The books I remember best
A friend posted on Facebook, asking about good books to recommend for an 11-year-old boy who doesn’t read enough. I mentioned an author or two, but didn’t think much more about it. Then, just this evening, I asked myself what I remembered reading as a boy. I mean, not whatall I read, but what books I remembered
reading. The important ones, the ones that made an impression. So, herewith are my reflections on the early days of my love affair with books.
One of my favorite books as a child was Thornton W. Burgess’s Old Mother West Wind
stories. My mother read these to me. I still have the very book she read to me out of, and I have re-read it as an adult. Like all really good children’s books, I enjoyed it as an adult as much as I did as a child. Another book I remember reading as a young child was And to Think That I Saw it on Mulberry Street,
by Dr. Seuss, one of his very earliest efforts. We borrowed it from the library, as I recall; I didn’t come to own a copy until a few years ago. We also had a young people’s science book called Introducing Dinosaurs,
which held my interest.
As I grew able to read books for myself, especially from say, 4th Grade on, I borrowed books from the library, I bought books from the Scholastic Book Service through our school, and I wandered through my parents’ library. Some of those I particularly remember were The Arrow Book of Ghost Stories
and The Arrow Book of Famous Stories.
The latter introduced me to Sir Walter Raleigh (he of the plush cape) and Robert the Bruce (and the Spider). I read Homer Price,
by Robert McCloskey – a book I still have. I read The Indian Mummy Mystery,
one of a young adult detective series by Troy Nesbit, and Trouble on Titan,
by Alan E. Nourse, a young adult science fiction novel. Both these I must have borrowed from the library, since I don’t have them anymore. We had an American history book in magazine format called America on Parade,
which I still have. And I was fascinated by a college-level history of England that my mother had, because it had a map of the Heptarchy (the “seven kingdoms” of the Anglo-Saxons) in it! Maps always increased my interest. Sometime around 5th Grade I tried to read Moby-Dick,
but eventually gave up and let the White Whale escape. I also started The Hound of the Baskervilles,
which scared me so much I had to put it down for almost a year before finishing it.

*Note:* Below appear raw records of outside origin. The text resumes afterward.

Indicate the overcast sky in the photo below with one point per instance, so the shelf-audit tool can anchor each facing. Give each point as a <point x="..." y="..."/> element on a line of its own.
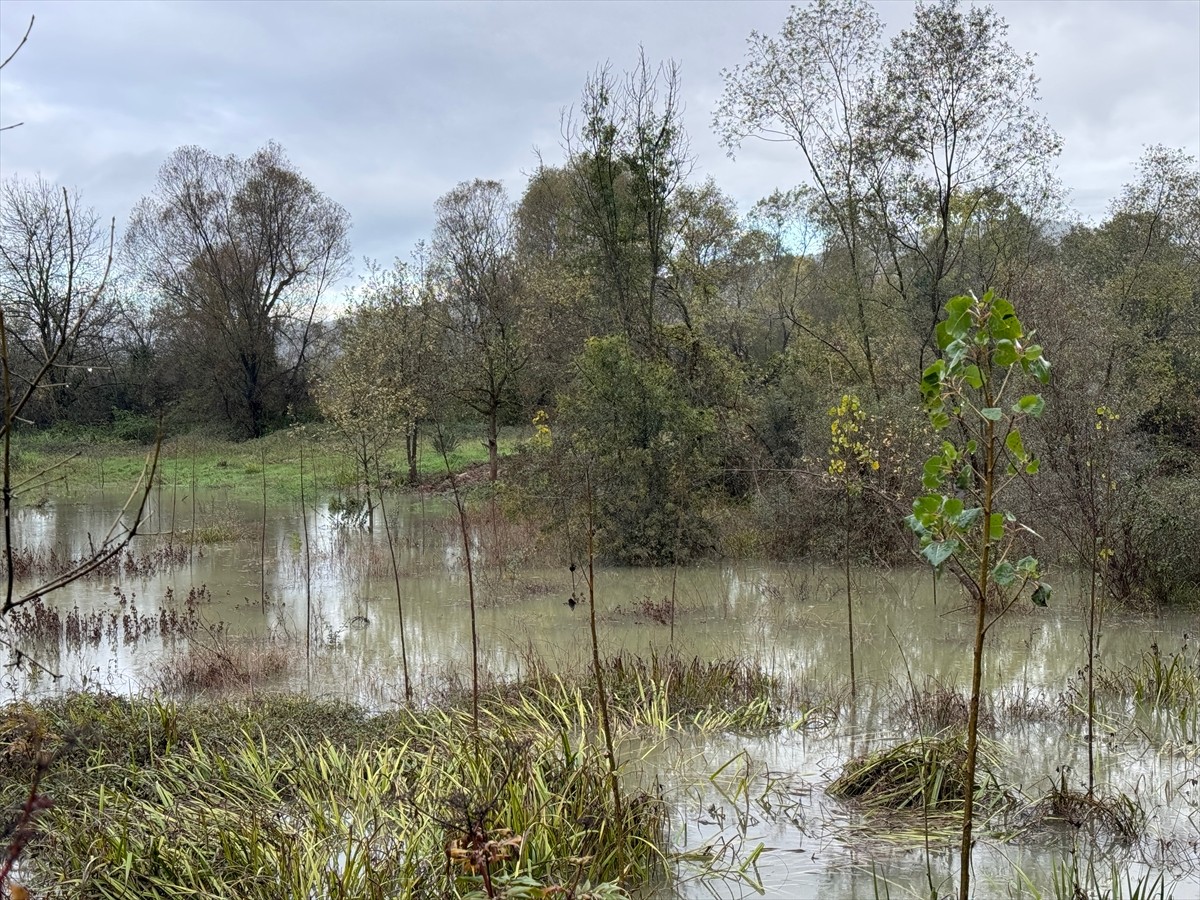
<point x="385" y="106"/>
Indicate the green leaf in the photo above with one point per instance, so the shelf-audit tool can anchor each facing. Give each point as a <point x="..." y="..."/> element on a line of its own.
<point x="996" y="527"/>
<point x="1030" y="405"/>
<point x="1005" y="574"/>
<point x="937" y="552"/>
<point x="1017" y="445"/>
<point x="963" y="480"/>
<point x="969" y="517"/>
<point x="933" y="473"/>
<point x="1042" y="594"/>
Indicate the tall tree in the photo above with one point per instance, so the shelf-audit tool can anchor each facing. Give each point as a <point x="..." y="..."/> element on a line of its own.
<point x="904" y="148"/>
<point x="381" y="379"/>
<point x="240" y="252"/>
<point x="813" y="87"/>
<point x="474" y="253"/>
<point x="53" y="262"/>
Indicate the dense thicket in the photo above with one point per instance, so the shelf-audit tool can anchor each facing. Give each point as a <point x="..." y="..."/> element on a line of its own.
<point x="682" y="357"/>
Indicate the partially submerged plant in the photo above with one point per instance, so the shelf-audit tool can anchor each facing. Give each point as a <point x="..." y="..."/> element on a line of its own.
<point x="985" y="354"/>
<point x="927" y="774"/>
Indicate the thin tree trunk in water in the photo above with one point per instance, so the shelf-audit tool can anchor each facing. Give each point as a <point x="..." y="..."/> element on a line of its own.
<point x="471" y="594"/>
<point x="307" y="579"/>
<point x="366" y="481"/>
<point x="7" y="463"/>
<point x="262" y="543"/>
<point x="395" y="575"/>
<point x="850" y="606"/>
<point x="1091" y="683"/>
<point x="411" y="451"/>
<point x="598" y="669"/>
<point x="191" y="535"/>
<point x="493" y="447"/>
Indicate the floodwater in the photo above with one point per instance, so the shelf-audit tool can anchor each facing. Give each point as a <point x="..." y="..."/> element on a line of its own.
<point x="312" y="579"/>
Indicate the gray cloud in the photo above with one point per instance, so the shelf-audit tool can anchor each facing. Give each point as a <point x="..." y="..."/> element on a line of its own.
<point x="385" y="106"/>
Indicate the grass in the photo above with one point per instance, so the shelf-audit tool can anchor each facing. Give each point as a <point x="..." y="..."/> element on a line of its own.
<point x="298" y="798"/>
<point x="237" y="467"/>
<point x="924" y="774"/>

As I entered Junior High, I remember reading An Introduction to Shakespeare
from SBS. At the same time, I was reading actual Shakespeare in class. We read Macbeth
in 8th grade. My sister got engaged and her fiancé gave me a stack of his old paperbacks. These included a bunch of Tarzan novels and the entire John Carter of Mars series. My interest in science fiction continued with a lot of Ace paperbacks. I don’t remember one particular title of Andre Norton’s, but I know I read several of her novels, as well as Emil Petaja’s and others. Junior high also found me all but memorizing Edith Hamilton’s Mythology.

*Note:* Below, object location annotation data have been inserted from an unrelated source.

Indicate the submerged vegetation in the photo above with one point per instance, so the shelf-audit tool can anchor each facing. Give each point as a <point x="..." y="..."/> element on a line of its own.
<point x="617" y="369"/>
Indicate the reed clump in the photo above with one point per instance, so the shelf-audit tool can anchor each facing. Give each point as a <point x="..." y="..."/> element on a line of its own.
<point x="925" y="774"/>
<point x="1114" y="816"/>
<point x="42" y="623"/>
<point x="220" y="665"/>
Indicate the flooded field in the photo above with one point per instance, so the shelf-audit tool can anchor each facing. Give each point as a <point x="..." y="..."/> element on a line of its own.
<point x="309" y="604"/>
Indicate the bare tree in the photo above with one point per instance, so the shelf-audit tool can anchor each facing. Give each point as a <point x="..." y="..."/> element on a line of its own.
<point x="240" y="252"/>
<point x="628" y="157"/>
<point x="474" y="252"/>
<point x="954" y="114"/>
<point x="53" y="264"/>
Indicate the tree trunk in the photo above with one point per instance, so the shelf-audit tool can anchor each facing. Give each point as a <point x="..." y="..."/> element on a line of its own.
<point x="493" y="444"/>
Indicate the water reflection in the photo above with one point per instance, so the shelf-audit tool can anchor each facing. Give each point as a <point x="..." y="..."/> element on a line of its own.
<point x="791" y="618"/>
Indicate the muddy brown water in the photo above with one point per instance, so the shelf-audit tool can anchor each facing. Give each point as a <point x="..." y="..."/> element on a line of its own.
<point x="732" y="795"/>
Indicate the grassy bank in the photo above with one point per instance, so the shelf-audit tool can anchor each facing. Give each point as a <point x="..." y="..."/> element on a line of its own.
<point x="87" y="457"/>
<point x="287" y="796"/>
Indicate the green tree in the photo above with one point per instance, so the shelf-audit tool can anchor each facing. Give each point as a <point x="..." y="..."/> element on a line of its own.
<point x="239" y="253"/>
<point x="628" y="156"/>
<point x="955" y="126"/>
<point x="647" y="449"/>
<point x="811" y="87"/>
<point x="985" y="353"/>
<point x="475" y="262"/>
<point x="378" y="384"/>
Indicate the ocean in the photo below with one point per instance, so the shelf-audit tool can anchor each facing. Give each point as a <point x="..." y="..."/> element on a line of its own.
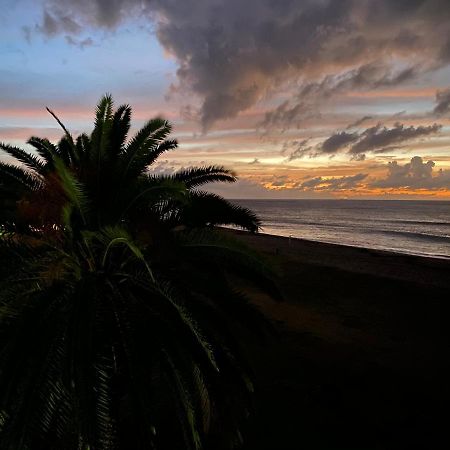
<point x="414" y="227"/>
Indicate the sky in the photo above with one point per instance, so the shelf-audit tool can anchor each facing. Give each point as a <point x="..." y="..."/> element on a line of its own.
<point x="302" y="98"/>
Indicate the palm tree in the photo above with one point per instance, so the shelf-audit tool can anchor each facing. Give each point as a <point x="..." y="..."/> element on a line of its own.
<point x="120" y="316"/>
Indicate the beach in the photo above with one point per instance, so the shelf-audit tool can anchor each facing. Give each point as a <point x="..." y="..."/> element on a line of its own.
<point x="359" y="359"/>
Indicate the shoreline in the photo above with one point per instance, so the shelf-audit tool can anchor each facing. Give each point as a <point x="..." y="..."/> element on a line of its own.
<point x="359" y="350"/>
<point x="383" y="250"/>
<point x="421" y="269"/>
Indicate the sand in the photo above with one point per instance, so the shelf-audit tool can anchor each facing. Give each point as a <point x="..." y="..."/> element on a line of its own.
<point x="361" y="356"/>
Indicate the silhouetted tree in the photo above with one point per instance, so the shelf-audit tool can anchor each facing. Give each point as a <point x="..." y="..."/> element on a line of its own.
<point x="118" y="302"/>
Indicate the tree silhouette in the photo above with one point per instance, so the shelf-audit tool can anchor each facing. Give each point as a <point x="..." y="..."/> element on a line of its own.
<point x="120" y="316"/>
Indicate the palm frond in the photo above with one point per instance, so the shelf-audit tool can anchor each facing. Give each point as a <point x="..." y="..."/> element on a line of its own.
<point x="197" y="176"/>
<point x="30" y="161"/>
<point x="45" y="149"/>
<point x="210" y="209"/>
<point x="9" y="172"/>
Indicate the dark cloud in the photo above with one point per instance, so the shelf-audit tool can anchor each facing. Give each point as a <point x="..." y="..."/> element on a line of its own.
<point x="334" y="183"/>
<point x="359" y="122"/>
<point x="60" y="23"/>
<point x="442" y="102"/>
<point x="80" y="43"/>
<point x="416" y="174"/>
<point x="298" y="149"/>
<point x="378" y="138"/>
<point x="233" y="53"/>
<point x="338" y="141"/>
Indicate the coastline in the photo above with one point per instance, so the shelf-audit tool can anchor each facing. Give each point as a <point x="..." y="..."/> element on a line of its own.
<point x="422" y="269"/>
<point x="359" y="360"/>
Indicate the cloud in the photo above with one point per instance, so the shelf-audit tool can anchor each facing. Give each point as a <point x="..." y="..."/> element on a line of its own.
<point x="376" y="139"/>
<point x="338" y="141"/>
<point x="52" y="25"/>
<point x="379" y="138"/>
<point x="298" y="149"/>
<point x="416" y="174"/>
<point x="443" y="102"/>
<point x="359" y="122"/>
<point x="80" y="43"/>
<point x="333" y="183"/>
<point x="233" y="54"/>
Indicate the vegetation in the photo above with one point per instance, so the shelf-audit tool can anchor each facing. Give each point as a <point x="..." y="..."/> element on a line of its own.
<point x="119" y="313"/>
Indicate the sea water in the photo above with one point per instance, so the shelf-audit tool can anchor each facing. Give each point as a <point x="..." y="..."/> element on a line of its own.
<point x="414" y="227"/>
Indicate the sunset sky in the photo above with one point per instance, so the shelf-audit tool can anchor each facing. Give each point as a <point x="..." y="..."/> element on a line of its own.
<point x="302" y="98"/>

I couldn’t wait to get to high school, where I could take Latin!
The summer after my 8th Grade year, I discovered The Lord of the Rings.

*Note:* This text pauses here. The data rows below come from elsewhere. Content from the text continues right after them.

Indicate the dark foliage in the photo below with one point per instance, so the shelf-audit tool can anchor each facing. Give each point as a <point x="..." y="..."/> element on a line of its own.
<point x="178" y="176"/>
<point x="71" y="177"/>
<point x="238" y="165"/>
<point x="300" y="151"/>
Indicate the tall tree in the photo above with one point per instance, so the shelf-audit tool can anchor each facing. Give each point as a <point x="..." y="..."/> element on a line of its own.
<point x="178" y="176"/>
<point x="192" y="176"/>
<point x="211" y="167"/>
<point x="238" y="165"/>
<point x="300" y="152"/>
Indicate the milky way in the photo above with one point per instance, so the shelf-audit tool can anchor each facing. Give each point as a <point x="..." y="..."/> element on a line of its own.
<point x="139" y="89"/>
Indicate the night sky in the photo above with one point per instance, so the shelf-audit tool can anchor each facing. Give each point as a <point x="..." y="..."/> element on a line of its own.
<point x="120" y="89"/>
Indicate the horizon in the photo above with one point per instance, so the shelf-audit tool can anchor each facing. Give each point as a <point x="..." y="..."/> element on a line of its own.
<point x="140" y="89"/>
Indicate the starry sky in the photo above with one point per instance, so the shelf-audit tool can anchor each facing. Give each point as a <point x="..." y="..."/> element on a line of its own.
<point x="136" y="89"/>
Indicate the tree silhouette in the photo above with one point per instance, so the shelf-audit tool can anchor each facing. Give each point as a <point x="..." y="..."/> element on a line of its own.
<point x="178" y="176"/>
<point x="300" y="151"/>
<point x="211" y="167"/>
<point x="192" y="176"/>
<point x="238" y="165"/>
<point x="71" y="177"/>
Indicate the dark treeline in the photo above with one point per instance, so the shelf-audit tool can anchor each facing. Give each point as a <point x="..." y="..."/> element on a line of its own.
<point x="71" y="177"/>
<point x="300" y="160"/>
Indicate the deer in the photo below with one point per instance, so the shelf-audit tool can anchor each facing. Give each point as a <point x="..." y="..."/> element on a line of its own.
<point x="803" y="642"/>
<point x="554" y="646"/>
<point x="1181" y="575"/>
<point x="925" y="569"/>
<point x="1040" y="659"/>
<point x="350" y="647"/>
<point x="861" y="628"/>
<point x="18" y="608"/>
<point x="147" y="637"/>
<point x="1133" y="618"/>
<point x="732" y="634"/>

I have written before of the profound impact this had on me, and I won't repeat that here. But from LOTR
I went on to E.R. Eddison’s The Worm Ouroboros,
George Macdonald’s Lilith
and many other titles from the Ballantine Adult Fantasy series. My reading expanded in all directions exponentially, and to recall even the most important things I read in high school would be too many to list.
One other thing I read – voraciously – from my first school days on, was comic books.
My favorites were Walt Disney comics, especially tales of Scrooge McDuck (all the economics I knew before my fiftieth year I learned from Uncle Scrooge – and a lot of my geography). But I read all kinds of comic books. I was into super-heroes, particularly those of the D.C. Comics stable; Marvel comics only became interesting to me in late high school. And there was a line of Classics Illustrated Comics
back then, through which I made the acquaintance of much world literature (and which formed the basis of more than one book report – Don’t tell anybody!). I have always defended reading comic books, though I don't think much of the comics that are being produced these days.
My parents bought a set of the World Book
encyclopedia and bought the yearbooks for it as they came out. I spent hours upon hours just browsing this. Today, instead of encyclopedias, we have the internet. With the World Book
came a set of books called Childcraft,
which had lots of stories -- and especially poetry -- in them. I particularly remember reading "The Highwayman," by Alfred Noyes. We gave the Childcraft
set to Anna for the grandcubs to grow up with. My mother also had a copy of Best Loved Poems of the American People,
which had belonged to her father. I still have that in my library and read in it from time to time.
J.R.R. Tolkien said that children's books, like their clothes, should allow for growth. No doubt there are some books that a given child is not ready for. But in that case, he probably won't finish it, as I couldn't finish Moby-Dick.
On the other hand, if he wants to read it, he should be allowed to. That's the way one learns. I grew up in a house full of books, and no restrictions were placed upon my explorations. That's the way I raised my children, and the way my grandchildren are being raised. The best way to raise a reader is to be raised by readers.